Magento isn’t without its pitfalls however. Very simple tasks can often be a headache to achieve, and the almost complete lack of official documentation doesn’t help either. Luckily the active community behind the project maintain both a wiki and forums, which can answer most of the questions you need to ask about the application, even if the suggestions often have to resort to crude hacks to get the desired result, because the functionality lots of people are after simply isn’t included in vanilla Magento.
Overall, my experience of Magento was very positive, and both my client and I are very pleased with the website we’ve managed to create together.

Thanks for suggesting our Sagepay module (formerly ProTX) in this review, Magento is definitively the way to go for those looking for an OSS e-commerce suite, as you said, easy to setup, configure and extend.
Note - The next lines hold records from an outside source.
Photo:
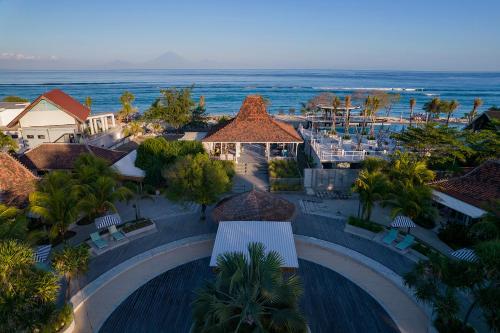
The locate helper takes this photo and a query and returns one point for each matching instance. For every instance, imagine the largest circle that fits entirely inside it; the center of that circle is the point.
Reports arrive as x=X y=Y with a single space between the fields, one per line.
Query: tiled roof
x=16 y=181
x=62 y=100
x=478 y=187
x=253 y=124
x=62 y=156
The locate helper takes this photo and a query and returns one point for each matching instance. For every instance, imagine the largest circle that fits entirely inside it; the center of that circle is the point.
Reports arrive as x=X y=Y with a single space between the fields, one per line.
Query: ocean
x=224 y=90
Just been at the Magento events at Internet World in London and have to say its VERY impressive. Also the amount of performance enhances for large stores. We are just about to use SagePay too. They have just released an official book that you can get on Magento.
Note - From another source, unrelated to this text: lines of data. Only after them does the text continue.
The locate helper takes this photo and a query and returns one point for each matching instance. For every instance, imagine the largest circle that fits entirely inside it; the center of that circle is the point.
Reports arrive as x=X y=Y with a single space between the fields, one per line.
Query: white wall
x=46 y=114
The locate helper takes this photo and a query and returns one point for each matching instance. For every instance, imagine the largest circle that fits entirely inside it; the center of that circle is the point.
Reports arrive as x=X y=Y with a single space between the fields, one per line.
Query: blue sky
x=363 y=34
BUT The price of the enterprise version is… rediculous especially when they had someone from PHP talking about Zend Server with performance caching, replaying transactions, bug tracing full support for Zend Server and Zend Framework included for nearly the 10th of the price…
I’ve got to agree with you there James; I’d forgotten to mention that in my review. I agree that the price point of the Enterprise Edition is totally prohibitive to small businesses or individuals. However, I don’t think that Varien has ‘betrayed’ the OS philosophy (which I fully endorse), as many of the features found in the Enterprise Edition can also be added to vanilla Magento with extensions.
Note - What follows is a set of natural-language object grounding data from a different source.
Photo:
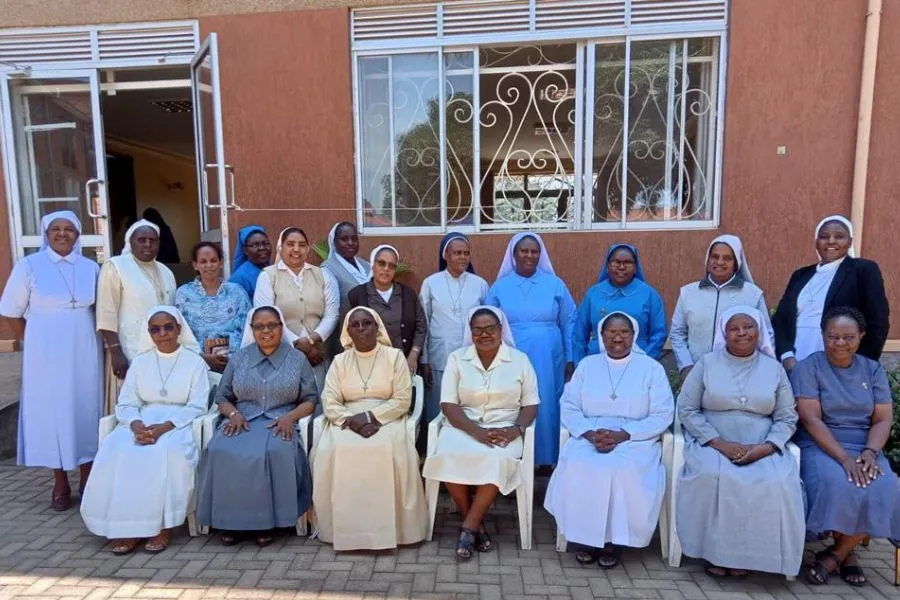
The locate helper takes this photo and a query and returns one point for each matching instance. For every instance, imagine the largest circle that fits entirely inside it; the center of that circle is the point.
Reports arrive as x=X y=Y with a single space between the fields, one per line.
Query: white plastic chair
x=524 y=493
x=209 y=429
x=677 y=466
x=109 y=423
x=665 y=516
Hi, Ugh, I liked! So clear and positively.
i prefer the stock management options that OS commerce offers; there is a little more detail than magneto in this area.
i have also had some problems with the URL rewriting. The links within the layered navigation, along with the pagination links, and the grid settings (like products per page, sorting, and grid preferences) all point to the non-rewritten URLs. This not only creates a usability problem, it also presents a duplicate content issue (in regards to SEO) where the non-rewritten pages due to which the non-rewritten pages may be spidered and indexed in the search engines. This implies the site would have at least two URLs from the same page or something similar to it. Since the non-rewritten URLs are exposed it can create some strange SEO issues for the site.
you do not get this problem with Apache OFbiz, the system i am currently using and recommending.
what does everyone else think ?
Mark
Thanks Mark,
I completely know what you mean about the URL rewrites, I often come to a situation where I want a link from the top navigation to link to a static page or an external site. Whenever I set up a URL Rewrite Rule to do this it seems totally hit and miss as to whether it works or not. Has anyone else had a problem in this area?
also forgot to add, great site.
Mark
Nice writeup! But could you elaborate on the “pitfalls”? It’s those areas that we really want to know about.
Great site! I love the layered navigation for the “about us” section — How did you achieve that? Any pointers to how to get this done?
Matt, do you mean on the Outdoor Traders site? I’ll give you a tutorial on it if you want.